Minha vida mudou bastante, sempre falo isso para vocês. Sou muito grata a Deus por ter permitido um dia acordar, ver que não queria mais ser aquela Raquel e agir, fazer acontecer.

É uma mudança tão profunda que ela vai desde a quantidade e a qualidade da alimentação até as coisas mais pequenas como cruzar as pernas ou comprar roupas sem serem de tamanho extra especial. De repente você se pega fazendo coisas corriqueiras e comuns que para a grande maioria das pessoas, mas que tem um significado mais que especial para nós que enfrentamos a obesidade. Isso mexe demais conosco.

O que posso falar desse três anos? As vezes eu quase me esqueço que um dia operei. Só o que me faz lembrar a cirurgia são pelanquinhas (ou "onas") que vejo todos os dias no espelho. 

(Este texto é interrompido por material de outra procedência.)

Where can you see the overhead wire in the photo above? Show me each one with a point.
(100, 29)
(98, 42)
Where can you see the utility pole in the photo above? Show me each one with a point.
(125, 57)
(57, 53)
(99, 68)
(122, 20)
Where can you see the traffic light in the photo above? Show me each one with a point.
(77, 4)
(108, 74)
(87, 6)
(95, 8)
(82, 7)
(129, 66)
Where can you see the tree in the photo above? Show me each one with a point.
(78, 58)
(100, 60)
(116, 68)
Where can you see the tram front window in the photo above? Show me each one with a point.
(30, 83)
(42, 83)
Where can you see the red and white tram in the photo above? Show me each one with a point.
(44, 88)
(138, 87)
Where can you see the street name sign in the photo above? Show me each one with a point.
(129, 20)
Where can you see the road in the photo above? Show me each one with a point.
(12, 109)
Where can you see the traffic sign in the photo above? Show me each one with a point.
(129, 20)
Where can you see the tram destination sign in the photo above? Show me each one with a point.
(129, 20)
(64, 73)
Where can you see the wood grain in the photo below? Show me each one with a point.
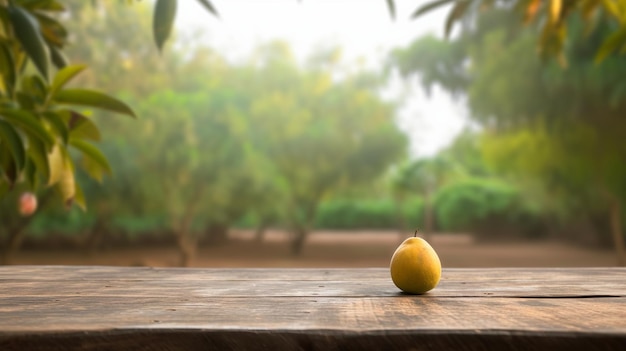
(85, 308)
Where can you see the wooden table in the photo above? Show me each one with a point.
(99, 308)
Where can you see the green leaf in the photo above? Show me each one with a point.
(52, 31)
(30, 173)
(92, 98)
(430, 7)
(67, 182)
(10, 137)
(46, 5)
(27, 32)
(7, 68)
(59, 125)
(39, 156)
(58, 58)
(164, 14)
(209, 7)
(29, 123)
(79, 198)
(97, 162)
(64, 76)
(56, 165)
(456, 14)
(80, 126)
(391, 5)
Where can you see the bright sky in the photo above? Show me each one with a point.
(362, 28)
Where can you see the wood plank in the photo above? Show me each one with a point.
(123, 281)
(364, 314)
(56, 308)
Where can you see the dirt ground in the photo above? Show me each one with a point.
(337, 249)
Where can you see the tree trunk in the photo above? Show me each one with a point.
(616, 231)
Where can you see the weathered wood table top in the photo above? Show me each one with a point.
(95, 308)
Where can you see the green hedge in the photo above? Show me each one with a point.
(370, 214)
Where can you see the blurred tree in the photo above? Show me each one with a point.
(424, 177)
(320, 135)
(550, 16)
(34, 130)
(579, 108)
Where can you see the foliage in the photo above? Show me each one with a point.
(544, 122)
(465, 204)
(550, 16)
(40, 122)
(370, 214)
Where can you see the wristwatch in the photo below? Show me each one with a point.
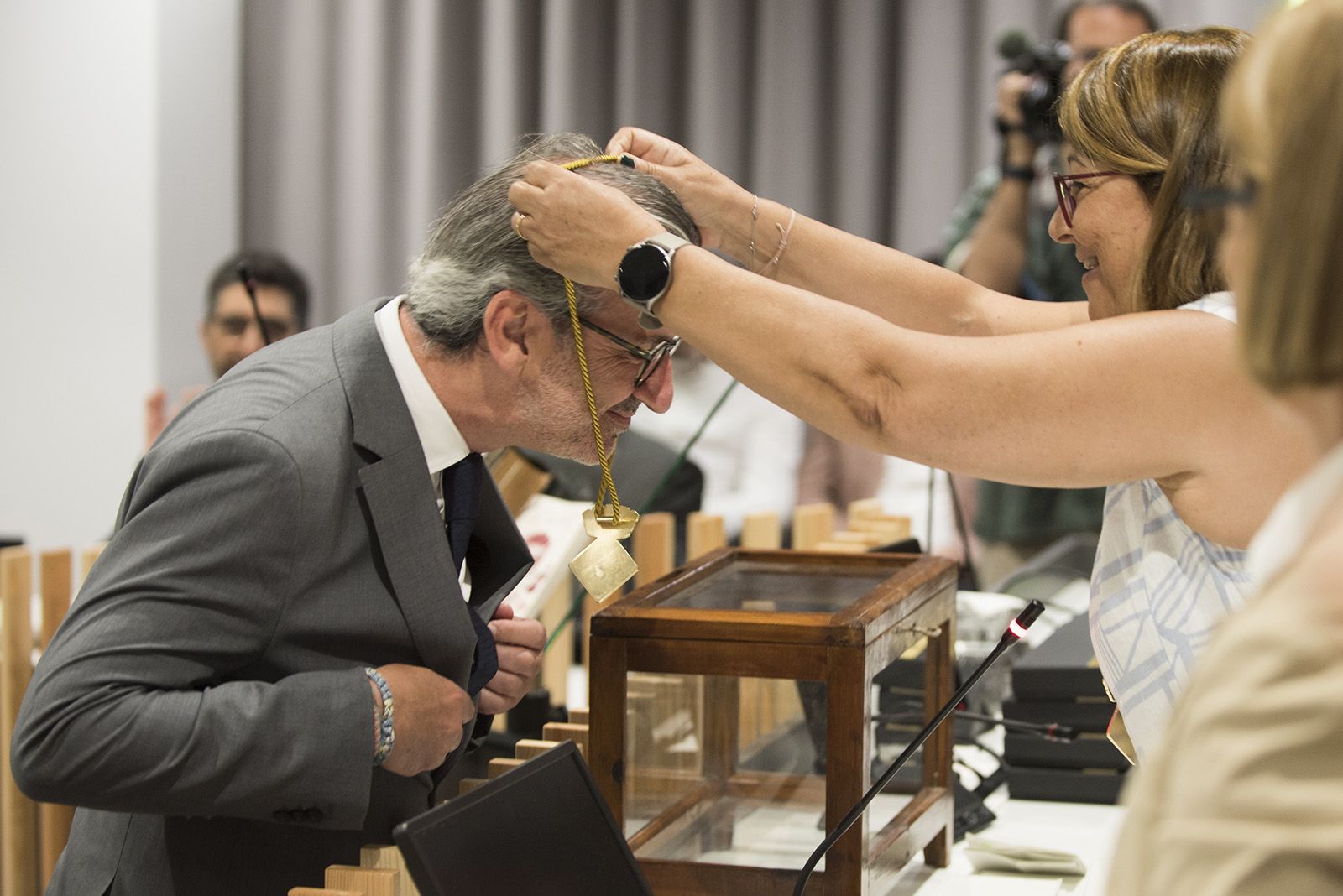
(645, 273)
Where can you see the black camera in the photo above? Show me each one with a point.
(1045, 62)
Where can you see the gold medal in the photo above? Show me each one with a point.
(604, 566)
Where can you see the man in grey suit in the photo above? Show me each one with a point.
(212, 701)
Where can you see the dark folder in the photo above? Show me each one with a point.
(541, 828)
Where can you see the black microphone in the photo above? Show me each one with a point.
(250, 284)
(1016, 629)
(1048, 730)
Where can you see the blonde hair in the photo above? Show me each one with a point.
(1283, 114)
(1148, 109)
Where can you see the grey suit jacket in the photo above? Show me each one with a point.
(205, 701)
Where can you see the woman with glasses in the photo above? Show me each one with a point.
(1246, 793)
(1125, 391)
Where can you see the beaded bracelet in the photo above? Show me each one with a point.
(386, 735)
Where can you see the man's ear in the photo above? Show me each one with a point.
(510, 333)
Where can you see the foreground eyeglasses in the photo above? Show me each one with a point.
(1212, 199)
(1064, 190)
(651, 357)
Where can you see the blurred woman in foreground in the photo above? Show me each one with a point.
(1246, 793)
(1130, 389)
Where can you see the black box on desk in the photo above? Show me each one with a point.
(1061, 669)
(1088, 752)
(1067, 785)
(1084, 714)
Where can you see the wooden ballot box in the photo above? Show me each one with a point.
(731, 718)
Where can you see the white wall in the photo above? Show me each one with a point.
(86, 243)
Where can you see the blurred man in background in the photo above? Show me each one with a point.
(998, 237)
(230, 331)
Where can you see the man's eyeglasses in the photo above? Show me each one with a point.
(1067, 190)
(651, 358)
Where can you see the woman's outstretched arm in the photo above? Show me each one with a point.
(829, 262)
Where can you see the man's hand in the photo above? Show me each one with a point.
(1018, 148)
(1011, 87)
(429, 716)
(519, 644)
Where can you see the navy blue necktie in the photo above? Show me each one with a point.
(461, 502)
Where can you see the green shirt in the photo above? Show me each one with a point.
(1025, 514)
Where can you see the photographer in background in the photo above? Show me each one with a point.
(230, 331)
(998, 237)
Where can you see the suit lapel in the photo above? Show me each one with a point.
(407, 531)
(395, 487)
(497, 555)
(410, 537)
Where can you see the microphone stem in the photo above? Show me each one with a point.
(1007, 640)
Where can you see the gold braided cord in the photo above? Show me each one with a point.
(608, 486)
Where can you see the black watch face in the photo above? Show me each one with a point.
(644, 273)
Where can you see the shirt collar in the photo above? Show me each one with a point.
(1282, 537)
(440, 438)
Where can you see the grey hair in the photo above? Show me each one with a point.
(473, 253)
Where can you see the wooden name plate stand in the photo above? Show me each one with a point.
(738, 616)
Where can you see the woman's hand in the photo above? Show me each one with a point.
(718, 204)
(575, 226)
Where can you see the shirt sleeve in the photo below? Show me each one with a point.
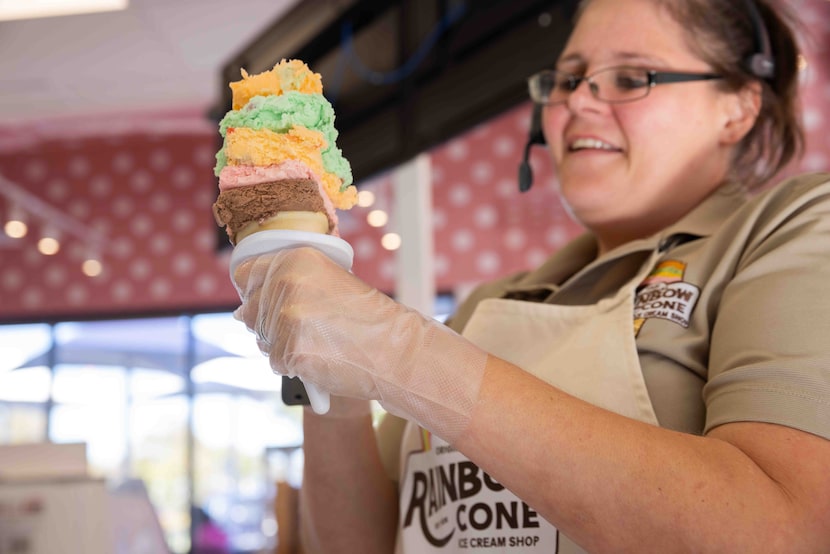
(770, 346)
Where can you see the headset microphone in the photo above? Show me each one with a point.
(536, 137)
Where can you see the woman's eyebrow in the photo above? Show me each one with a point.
(620, 56)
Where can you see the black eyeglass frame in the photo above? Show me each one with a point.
(654, 78)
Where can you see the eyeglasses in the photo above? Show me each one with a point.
(613, 85)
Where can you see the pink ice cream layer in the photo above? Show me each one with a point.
(247, 175)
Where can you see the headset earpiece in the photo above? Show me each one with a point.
(761, 64)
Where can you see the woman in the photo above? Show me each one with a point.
(661, 384)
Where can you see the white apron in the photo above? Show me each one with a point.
(449, 505)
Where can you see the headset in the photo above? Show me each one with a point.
(760, 64)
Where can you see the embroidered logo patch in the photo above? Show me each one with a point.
(664, 295)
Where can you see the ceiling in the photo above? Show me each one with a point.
(155, 55)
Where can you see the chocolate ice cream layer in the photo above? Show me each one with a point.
(240, 206)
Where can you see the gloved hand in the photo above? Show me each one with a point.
(324, 325)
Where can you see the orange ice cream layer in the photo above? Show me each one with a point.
(244, 146)
(285, 76)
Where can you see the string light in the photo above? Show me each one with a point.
(25, 206)
(92, 267)
(391, 241)
(48, 246)
(16, 229)
(365, 198)
(377, 218)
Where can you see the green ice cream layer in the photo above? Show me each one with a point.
(280, 114)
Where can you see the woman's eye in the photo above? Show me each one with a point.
(628, 82)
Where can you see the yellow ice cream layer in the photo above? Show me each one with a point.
(264, 147)
(285, 76)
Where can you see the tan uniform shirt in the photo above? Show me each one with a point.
(734, 322)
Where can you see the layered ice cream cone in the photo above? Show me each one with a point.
(279, 166)
(279, 169)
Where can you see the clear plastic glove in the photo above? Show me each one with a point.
(319, 322)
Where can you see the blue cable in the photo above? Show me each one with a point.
(351, 58)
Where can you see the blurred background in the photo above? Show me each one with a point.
(117, 341)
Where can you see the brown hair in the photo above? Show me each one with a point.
(723, 34)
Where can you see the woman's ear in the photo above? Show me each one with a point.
(741, 109)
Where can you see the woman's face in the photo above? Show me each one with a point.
(628, 170)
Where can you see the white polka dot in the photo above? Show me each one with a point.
(204, 156)
(141, 181)
(57, 190)
(536, 257)
(183, 220)
(482, 172)
(205, 285)
(160, 244)
(183, 264)
(55, 276)
(12, 279)
(504, 147)
(79, 209)
(460, 195)
(506, 188)
(457, 150)
(32, 297)
(816, 162)
(77, 294)
(365, 248)
(488, 262)
(123, 206)
(160, 203)
(812, 119)
(388, 269)
(141, 225)
(78, 167)
(160, 160)
(439, 218)
(100, 186)
(485, 216)
(514, 238)
(462, 240)
(182, 177)
(206, 240)
(556, 237)
(121, 291)
(204, 199)
(438, 174)
(122, 162)
(442, 264)
(122, 247)
(160, 288)
(140, 269)
(36, 170)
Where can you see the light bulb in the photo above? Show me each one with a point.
(16, 229)
(48, 246)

Como é minha alimentação? E o peso? Eu como de tudo e meu reganho de peso é cíclico. Tem fases da minha vida que a ansiedade faz minha alma gorda ressurgir, botar as garrinhas de fora e eu (apesar de não conseguir comer grandes quantidades) engordo. Mas basta uma olhada no espelho para o desespero tomar conta de mim. Corro para a balança para confirmar. Confirmada a suspeita entro em pânico  e fecho a boca. O peso volta ao normal em pouco dias. O peso sempre oscila entre 2 ou 3 quilos, não mais que isso. 

São nesses momentos que descobrimos que cirurgia não é mágica, que obesidade é doença crônica e que devemos sempre buscar andar na linha ao máximo. Não precisamos ser neuróticos mas definitivamente não dá para relaxar o barraco.


O balanço geral que faço desses 3 anos é muito positivo. Mas eu gostaria de falar uma coisa para aqueles que pensam em fazer ou que já fizeram a cirurgia e tenham problemas com baixa auto-estima. Cuide disso. Cuide dessas feridas pois mesmo magrinhos e exteriormente lindos essas feridinhas ficam refletindo negativamente em vários aspectos de nossas vidas. Aprenda a se gostar! Aprenda a se olhar com amor, a ter paciência e carinho consigo, a ver toda a sua potencialidade que está só esperando ser trabalhada e desenvolvida. Não é papo de auto ajuda não, longe disso. Digo por experiência própria. 

Passar pela experiência da gastroplastia é pura transformação. Se você, depois de pesar os prós e os contras, decidiu seguir esse caminho saiba que não é fácil. Mexe profundamente com toda nossa vida, existirão algumas pedras no caminho. É mudar, mudar, mudar e mudar. Mas é válida, muito mesmo. 

Assim: 
primeiro: acredite em você; 
segundo: escute sempre sua equipe, faça tudo o que ele recomendam e se prepare psicologicamente porque a parada é dura;
terceiro: curta cada conquista, sorria, celebre.